El colorado la observó con atención y Elsa se obligó a sostenerle la mirada. Los anteojos que llevaba puestos y la luz que reflejaban no le permitían ver sus ojos.
Todavía no sabía de qué color eran.
—¿De dónde dijo que viene?
—Me temo que no se lo eh dicho, señor —replicó y se arrepintió de su insolencia al instante, pero no se había permitido demostrarlo.
El colorado no parecía molestarlo.
—Escandinavia —terminó diciendo y el hombre se cruzó de brazos—. Noruega para más precisión.
—Me lo imaginaba, por el acento.
Elsa asintió, se sentía intimidada y no quería estar ahí con él a solas.
—Crecí en Dinamarca —no era como si no lo supiera, aquel dato pertenecía a los pocos que se sabían del violinista—; mi familia se dedicaba a los negocios y no había nadie quien me enseñara a tocar.
Elsa aguardó a que continuara.
—Puedo ver que esto le apasiona —el colorado se acercó a ella, pero mantuvo su distancia—, todos piensan que la mayoría de los violinistas somos varones porque hay muy pocas mujeres que se interesen en otro instrumento que no sea el piano.
—Arriesgándome a sonar extremadamente vanidosa, me atrevo a decir que toco el piano de maravilla.
—Pero el violín le gusta más.
—Naturalmente.
Hans asintió.
—Avanza a grandes pasos, sobrepasando por mucho a la mayoría de sus compañeros.
—No entiendo que...
—Vivo en Moray Place, número 27 —tomó su saco y el único libro que llevaba con él a las sesiones—. Dígale a la casera que va por el trino y la dejará pasar.

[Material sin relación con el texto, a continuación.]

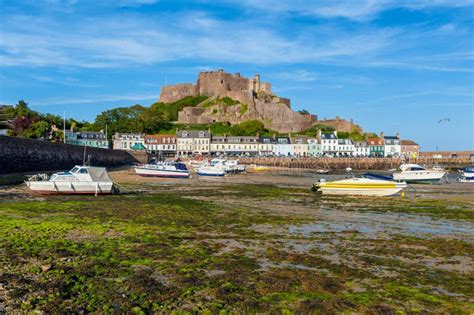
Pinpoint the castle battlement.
[160,69,272,104]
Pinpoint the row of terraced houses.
[107,130,419,158]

Sin agregar nada más y sin darle tiempo a añadir alguna cosa, giró agraciadamente sobre sus zapatos lustrosos y se marchó, dejándola sola, tratando de entender si de verdad su profesor– el frío, reservado y crítico hombre pelirrojo– acababa de invitarla a su residencia o solo lo había imaginado.
La dirección que le había dado el profesor correspondía a una vivienda bien parecida que nada tenía que ver con las fachadas de las que le seguían, Elsa tocó a la puerta y una mujer regordeta salió a recibirla, la recordó frunciendo el ceño y a sus acuosos ojos grises inundándose de crítica al reparar en lo joven que era.

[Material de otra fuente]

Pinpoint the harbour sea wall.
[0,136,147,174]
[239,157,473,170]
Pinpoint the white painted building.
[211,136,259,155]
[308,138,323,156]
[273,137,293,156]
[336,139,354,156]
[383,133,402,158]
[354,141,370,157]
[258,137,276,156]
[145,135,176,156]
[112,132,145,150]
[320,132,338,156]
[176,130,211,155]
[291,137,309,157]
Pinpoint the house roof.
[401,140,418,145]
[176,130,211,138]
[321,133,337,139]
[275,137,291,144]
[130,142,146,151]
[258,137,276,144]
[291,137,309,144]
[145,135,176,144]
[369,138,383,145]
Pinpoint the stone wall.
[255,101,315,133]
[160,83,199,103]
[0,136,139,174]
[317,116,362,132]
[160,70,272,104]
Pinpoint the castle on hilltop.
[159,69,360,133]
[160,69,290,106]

—¿Puedo ayudarla en algo? —preguntó recelosamente.
Elsa recordó las palabras del colorado.
—Estoy aquí por el trino.
La expresión de la mujer cambió al instante, de entrometida a preocupada.
—Pase usted, el último piso es el que busca.
Elsa subió los escalones lentamente, preguntándose qué podía asustar tanto a esa mujer.
No había encontrado sentido al miedo disfrazado de respeto que le profesaban al colorado, durante el par de meses en que asistió a las sesiones extra que le daba, solo descubrió a un hombre cuya pasión por la música se encontraba retenida.
Había sido consciente de cómo la miraba cuando tocaba para él una pieza que le enseñó.
Pronto se encontró así misma exigiéndose mucho más para poder impresionarlo. Si le daba un par de días para perfeccionar una técnica, ella no paraba hasta conseguirlo esa misma noche.
Pronto se encontró anhelando que se llegara la hora de esas sesiones; sí, lo veía en el conservatorio, pero a solas era una persona totalmente diferente.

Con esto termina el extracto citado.